I call this the double whammy! (But please be mindful that the reverse can also happen, as was evident when inflated stock multiples collapsed over the past three-plus years.) Not only is the security held during this period, but the dividend yield on the book value of your GE purchase goes from the modest single-digits to the high teens or higher as the dividend is increased each year in line with earnings growth.
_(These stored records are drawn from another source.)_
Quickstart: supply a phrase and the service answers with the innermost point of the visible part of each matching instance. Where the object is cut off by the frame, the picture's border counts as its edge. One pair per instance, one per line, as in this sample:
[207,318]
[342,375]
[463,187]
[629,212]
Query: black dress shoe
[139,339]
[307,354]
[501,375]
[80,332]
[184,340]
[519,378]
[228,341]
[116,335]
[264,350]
This yield component of stocks is approximately one-half of the total return of a major stock index such as the S&P 500. The yield on individual stocks and annual dividend increases are the only ways to assure greater stability of total returns on equities over the years. Under such an investment strategy, an investor will have maximized his equity return while minimizing his risk. Approximately one-half of his expected equity return will have been realized as income, and the other half (+/-) will be a function of the market’s price direction. If he is able to reinvest the income and the net capital gains over the years (no withdrawals) in a diversified portfolio made up largely of growth securities bought at reasonable prices, wealth will be created. Add to this strategy a balanced portfolio with some fixed-income exposure to offset equity bear markets, and he will do well throughout various market cycles.
Most investors today are being taught to save as much of their career earnings as possible, after expenses, to invest for their retirement needs. Most retirement plans offer a monthly opening for these contributions. Therefore, assets tend to be dollar averaged into the markets over time. Investors are buying at the average price that the individual securities trade in over time. They neither buy all their shares at the high price nor at the low price. This strategy provides asset contribution discipline along with long-term investment focus. Such plans should be promoted and liberalized as much as possible.
So the question are: What is a good investment philosophy that has been proven to create wealth over time (with the help of dividends and annual dividend growth)? What should be the expected return on such a philosophy?
For the twenty-five years ending June 1995 (before the Internet bubble) the pension fund I was managing had cumulative returns of 11.8 % versus 10.4% for our peer benchmark and 5.2% for inflation (GDP deflator). Even with our more conservative investment philosophy during the Internet-bubble period, the twenty-year return of the equity portfolio through December 1999 was 17.1% versus the S&P 500’s 17.9% return. On a risk-adjusted basis the equity portfolio’s return was 18.0% versus 17.9% for the S&P 500. The latter figure means the stocks owned in the fund have less risk, or less volatility, than the market while incorporating the risk-free T-bill return. Corporations with good products, a competitive edge, and financial strength should achieve reasonable earnings and comparable dividend growth. And their stock should be a less risky investment. (Risk-adjusted returns are important to know especially if one’s securities are not primarily high quality and do not possess ample trading liquidity to lessen volatility.)
These numbers show that decent returns can and should flow from a sound investment philosophy — one that features good implementation along with low management and transaction costs. Dividends and dividend growth are vital components of total return — that’s why President Bush’s plan to tax dividends only once is so important today.
Our retirement plans — be they self-administered, defined benefit, 401(k), 403(b), IRA, etc. — are dependent on the existing and future savings of wage earners as well as good corporate management and boards (whose interests are tied to the beneficiaries — both employees and pensioners). Total returns on assets are a function of thoughtful asset-allocation strategies, companies that are capable of growing internally with positive cash flow, and securities that are bought by investors at reasonable prices. If done well, and if employee benefit levels (for defined pension plans) are held in check, current and future retirement needs will be met.
The challenge is to stay on course, creating wealth to meet your growing retirement needs.
— Patricia A. Small is a partner with KCM Investment Advisors, and is the former Treasurer, University of California.